Life-long BFFs Mia (Byrne) and Mel (Haddish) run a promising, but under-resourced, cosmetics company together. Enter famed beauty entrepreneur, Claire Luna (Hayek), who makes a too-good-to-be-true partnership offer, which involves eliminating their debts and scaling up production. Divided over how to proceed, Mia and Mel's clashing ideas about the future of their business could see them lose everything – including their friendship.
If there is anything commendable about 'Like a Boss' – and there is, truly, not much – it's that it is a Hollywood studio comedy film about two career-focused 40-year-old women, where friendship and work are what’s at stake. If nothing else, it's refreshing to see a film reflect an ever-larger audience of older women who are less concerned with the traditional fixings of domesticity, motherhood and romantic partnership as a metric of accomplishment. The duo's focus on 'enhancing' natural female beauty for an individual's own self-esteem, rather than 'creating' it for the benefit of others, is also a cute message, if one that rings a little hollow, given that it is still being used to sell makeup.
Unfortunately, despite these good intentions, ‘Like a Boss’ is extremely light on laughs and profoundly wastes the assembled talent. The issue may have arisen somewhere between script and screen. Director Miguel Arteta made his name with low-key middle-America slice-of-life flicks like 'Youth in Revolt,' 'Cedar Rapids', and 'The Good Girl', and perhaps on paper, this film fit more with his sensibilities. However, with a cast of this comedic calibre, audiences are bound to bring different expectations to the table and the prevailing sense is that neither Byrne nor Haddish, two very funny women, have been given the chance to make the material their own. Not only that, but neither is even doing anything more dramatically hefty than usual, which might have at least made toning down their talent for physical comedy worthwhile.
The supporting cast doesn’t fare much better. Jennifer Coolidge and Billy Porter, playing beauty shop assistants, bring a desperate, hysterical energy to their scenes which stands out in all the wrong ways. A brief appearance from Ryan Hansen and Jimmy Yang as the bro-runners of a rival company feels similarly out-of-place; while Salma Hayek, who should be in her element as an over-the-top, nightmarish Girl Boss, is reduced to gags about her appearance and use of a prop golf club her character carries everywhere.

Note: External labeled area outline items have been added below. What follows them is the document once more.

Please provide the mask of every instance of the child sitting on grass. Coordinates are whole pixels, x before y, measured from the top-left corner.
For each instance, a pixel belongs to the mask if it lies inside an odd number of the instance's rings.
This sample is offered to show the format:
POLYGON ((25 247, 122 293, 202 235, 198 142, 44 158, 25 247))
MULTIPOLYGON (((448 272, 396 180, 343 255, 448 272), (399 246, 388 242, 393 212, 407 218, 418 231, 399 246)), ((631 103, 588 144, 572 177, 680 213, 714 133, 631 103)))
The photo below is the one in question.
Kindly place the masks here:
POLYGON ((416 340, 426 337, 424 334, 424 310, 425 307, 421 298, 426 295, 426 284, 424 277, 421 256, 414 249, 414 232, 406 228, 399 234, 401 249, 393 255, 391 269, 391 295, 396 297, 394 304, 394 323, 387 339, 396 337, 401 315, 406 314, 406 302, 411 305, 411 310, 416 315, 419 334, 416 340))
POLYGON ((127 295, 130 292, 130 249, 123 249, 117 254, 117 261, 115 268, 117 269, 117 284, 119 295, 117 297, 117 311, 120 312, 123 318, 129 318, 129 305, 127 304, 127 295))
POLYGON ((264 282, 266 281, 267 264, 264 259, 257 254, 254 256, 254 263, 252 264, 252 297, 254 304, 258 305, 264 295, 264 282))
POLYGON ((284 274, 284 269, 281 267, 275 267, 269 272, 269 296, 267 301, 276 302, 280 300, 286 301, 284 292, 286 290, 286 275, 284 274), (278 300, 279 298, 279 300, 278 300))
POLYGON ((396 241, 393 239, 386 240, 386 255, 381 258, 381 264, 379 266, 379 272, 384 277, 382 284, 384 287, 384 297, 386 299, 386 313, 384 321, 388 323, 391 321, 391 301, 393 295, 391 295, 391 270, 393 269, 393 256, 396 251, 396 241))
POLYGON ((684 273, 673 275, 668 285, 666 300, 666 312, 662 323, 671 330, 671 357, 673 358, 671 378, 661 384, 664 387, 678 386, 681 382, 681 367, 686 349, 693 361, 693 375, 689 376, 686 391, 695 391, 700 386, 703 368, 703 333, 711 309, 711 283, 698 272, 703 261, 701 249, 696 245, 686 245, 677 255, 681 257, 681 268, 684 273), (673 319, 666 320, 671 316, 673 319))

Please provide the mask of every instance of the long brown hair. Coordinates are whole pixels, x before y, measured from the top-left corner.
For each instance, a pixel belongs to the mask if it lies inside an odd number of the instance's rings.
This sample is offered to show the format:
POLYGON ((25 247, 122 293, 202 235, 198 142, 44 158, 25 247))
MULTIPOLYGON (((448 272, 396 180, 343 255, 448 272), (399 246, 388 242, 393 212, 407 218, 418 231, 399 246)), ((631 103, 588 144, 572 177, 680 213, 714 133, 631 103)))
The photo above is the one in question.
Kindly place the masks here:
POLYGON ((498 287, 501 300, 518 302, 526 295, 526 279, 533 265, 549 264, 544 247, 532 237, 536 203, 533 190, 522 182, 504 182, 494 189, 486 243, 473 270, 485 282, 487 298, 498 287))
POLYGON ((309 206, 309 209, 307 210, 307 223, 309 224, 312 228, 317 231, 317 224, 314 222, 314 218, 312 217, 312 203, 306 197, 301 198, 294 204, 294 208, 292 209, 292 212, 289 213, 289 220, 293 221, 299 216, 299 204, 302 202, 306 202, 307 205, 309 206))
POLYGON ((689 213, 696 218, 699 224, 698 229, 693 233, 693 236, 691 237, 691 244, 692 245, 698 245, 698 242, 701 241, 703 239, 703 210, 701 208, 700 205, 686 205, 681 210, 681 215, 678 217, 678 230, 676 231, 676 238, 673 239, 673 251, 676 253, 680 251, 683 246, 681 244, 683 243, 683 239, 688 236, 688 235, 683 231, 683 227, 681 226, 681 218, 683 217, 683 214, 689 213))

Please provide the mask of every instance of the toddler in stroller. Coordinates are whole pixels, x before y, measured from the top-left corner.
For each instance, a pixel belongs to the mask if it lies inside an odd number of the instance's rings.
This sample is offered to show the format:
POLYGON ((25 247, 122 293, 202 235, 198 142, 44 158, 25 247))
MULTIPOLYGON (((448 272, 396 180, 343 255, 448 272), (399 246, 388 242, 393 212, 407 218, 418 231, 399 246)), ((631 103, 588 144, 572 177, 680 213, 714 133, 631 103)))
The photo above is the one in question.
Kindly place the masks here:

Content aside, the film is oddly cut and paced, with comedy set-pieces frequently not being given enough time for the gags to land. A very strange scene in a karaoke bar, where Mia tries to convince Mel to take Claire’s deal feels rushed, feels as if the editor was too embarrassed by the film’s own cringe comedy to continue it a moment longer than necessary; while a scene in which Mia and Mel have to hide after smoking weed in a baby’s room also loses focus on what or where the comedy lies. The fact that this scene drags out a little too long too, when the film is only a scant 84 minutes long, speaks to greater structural issues that plague ‘Like a Boss’ throughout.
Caught between an earnest exploration of female friendship and career conflict, and the zany studio comedy its casting suggests, ‘Like a Boss’ simply doesn't work.